September 18, 2004

09.18.2004

John and the Child are off for an afternoon of Dad/Daughter time. I had put a few DVDs on to watch and immediately lost interest in watching anything.

It is so wonderful having him home. I'm trying very hard not to think about when he has to go back.

He called from Dallas, hence the "OMG!" entry. I was secretly hoping that he was coming home on leave but had told him I wouldn't believe it until he called me from the US. He'd been evasive online, talking about packing and pretty precise about not being able to be in contact for a few days. He would call when he could, and he did, he just neglected to tell me he was calling from Kuwait.

I made arrangements to leave early from work and took the rest of the day off. I stopped at home to grab my camera and then went to get him balloons and flowers to welcome him home. I debated a lot about going to get the Child, but decided to just surprise her when she got home. I'd told her before she left for school that morning that I'd surprise her when she got home. I was just going to take her out to dinner or something to celebrate the first day of school.

I got to the airport a little early but was worried about how long it would take to go through security. There was no line at the airline desk so that shaved a bunch of time off right there. They printed up a ticket for me and off I went to security. Not one person in line if you can believe that! I wound my way through all the little posts and met the security guard. She told me that I couldn't go through security with the balloons. She was kind and offered to keep them for me to pick up later. I went down to the gate and realized that I had an hour to wait for him.

Eventually a few more wives showed up. You can tell us apart from regular airport people. We're the ones glancing out the window of the terminal every few seconds, hoping that for some reason the plane will just appear. Now. Right now! Once we saw the plane pull in I was ready. I was going to get a picture of John walking up the gangway towards me. I walked over, sort of staking out my spot towards the front of the group so I could get a picture. They finally opened the doors and there he was. I didn't have time to get a picture because I was too busy jumping up and down like a two year old. I grabbed him and gave him a huge bear hug and just cried. 299 days since I had his arms around me. 299 days since I'd seen his smile. 299 days since I'd gotten a kiss.

We were walking towards the baggage claim area when I realized I still had the camera on and in my hand. I took a step away and snapped a quick picture of him as we were walking. That is the picture I used on his "he is home" entry. We stopped at security and got the balloons. We stopped at baggage and his giant duffel bag finally came out. We walked to the car and I felt like the luckiest, most proud wife in the world. People smiled at us and little kids waved at him. I really felt like my heart was going to burst open I was so happy.

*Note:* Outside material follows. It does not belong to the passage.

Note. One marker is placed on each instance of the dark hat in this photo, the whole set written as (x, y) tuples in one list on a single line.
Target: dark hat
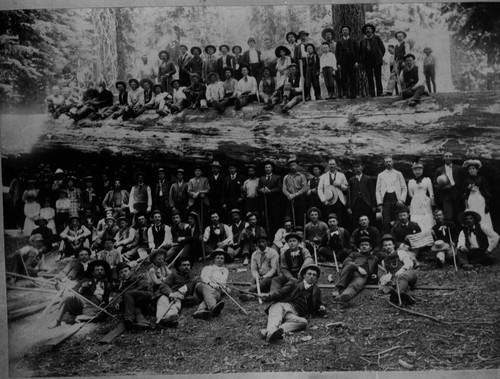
[(210, 46), (313, 209), (387, 237), (327, 30), (147, 81), (365, 239), (130, 81), (195, 48), (368, 26), (293, 235), (477, 216), (120, 82), (120, 266), (311, 168), (99, 262), (277, 52), (164, 52), (153, 256), (310, 267), (158, 86), (219, 251)]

We got stuck in traffic but it gave us a chance to just talk and catch up on everything. We decided to stop at Safeway to pick up some things for dinner. Amazingly enough, we ran into my boss in the parking lot and she welcomed him home and told me she'd see me the following week some time. We got some snacks, some steaks, some good baking potatos, some beer, and some ice cream. We finally made our way on base and parked the car...

I wanted to get a picture of the Child seeing him for the first time in so long. In the end, I'm glad I didn't. It is a memory that will be with all of us. He walked in the door first and turned into the doorway leading into the living room where she was watching TV. He just said "Hey boo-bear" and she was up off the floor and quite literally lept into his arms. They both got a bit teary-eyed and when he put her down she gave me the biggest hug and said it was the greatest surprise ever.

He is here with us for now. I know where he is at all times and, if I wanted, could pick up my cell and just say "John" and it would call him. I can fall asleep every night, listening to him breathe and snore. I can wake up in the morning and smell that he's made coffee. I can come home from work and dinner is made. The Child and I really like that dinner part!!

He's called all his family. He'll go home to see the house after he returns for good and we get some answers about his retirement. He's working very hard right now to get briefings and such done so that we have a better chance of leaving here when we want to leave.

Life feels good right now. Yes, that will change again soon, but it won't be quite so hard as it was last November when I had to watch him walk away. A month. We can do another month standing on our heads at this point. It won't be 10. It won't be "who knows when I'll see him again" time. A month. What a nice Halloween present...don't you think?